Your CRM can’t really help you on this one – just be honest and transparent with your customers! It’s that simple. Posting daily – and honestly – on Facebook and Twitter (whatever social media site works for you!) from a personal voice in the company will help you gain your customers’ trust.
“Consistency: For the sake of this conversation, we will focus specifically on channels. Offering multiple channels is good, but there is no value unless the service you provide is consistent across each one. It is more valuable to have three consistent channels as opposed to eight fickle ones.”
Use your CRM in order to track where your customers are talking. If they’re mostly engaged on Twitter, don’t focus all of your efforts into LinkedIn or Facebook. CRM’s can aggregate web content from social media sites; use that information in order to determine your social media strategy. Then, become an expert social networker in the space deemed as your best fit.
“Relevancy: When potential and existing customers visit your blog, Twitter, and Facebook page, they want to find information that is interesting and focused on their needs. Companies should be listening across all their channels, identifying the common struggles, concerns and preferences of their customers. Equipped with this knowledge, companies can provide more targeted communication that is actually relevant to their customers.”

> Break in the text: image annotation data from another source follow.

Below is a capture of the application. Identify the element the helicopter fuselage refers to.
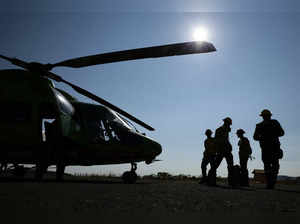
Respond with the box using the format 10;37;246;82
0;69;162;169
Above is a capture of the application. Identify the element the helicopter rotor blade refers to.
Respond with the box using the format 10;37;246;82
47;41;216;70
46;72;155;131
0;54;29;69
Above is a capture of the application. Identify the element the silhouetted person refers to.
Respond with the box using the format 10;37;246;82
253;110;284;189
199;129;216;185
236;129;252;187
215;117;233;185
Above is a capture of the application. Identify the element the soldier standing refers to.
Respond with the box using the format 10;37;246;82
236;129;252;187
215;117;233;185
253;109;284;189
199;129;216;185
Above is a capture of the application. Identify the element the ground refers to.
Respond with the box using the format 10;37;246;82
0;178;300;223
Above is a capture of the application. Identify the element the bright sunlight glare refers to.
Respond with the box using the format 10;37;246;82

Similar to how CRM use is described above, scrubbing content from these sites and finding out what your customers are talking about that’s related to your industry is the perfect way to engage with them. For example, if you sell smoothies, post relevant articles about the latest health craze, or the best fruits to eat during specific seasons. This also provides value to your customers.
“Control: It is clear that customers want a sense of control in that they want to choose the channel they communicate on, and they want the ability to opt in and out of specific engagements. In other words, they want an experience that gives them the sense of control. It is the onus of the business to actually control that experience. Businesses should gain consumer insight and design an experience that provides the user that sense of control.”
A CRM, with it’s aggregated social media content, can help you determine how to use information in order to provide your audience with that sense of control they need in the era of the Egosystem. Post questions, provide polls and engage with them in a way that tells them you are not only listening, but need their input in order to deliver better services for them.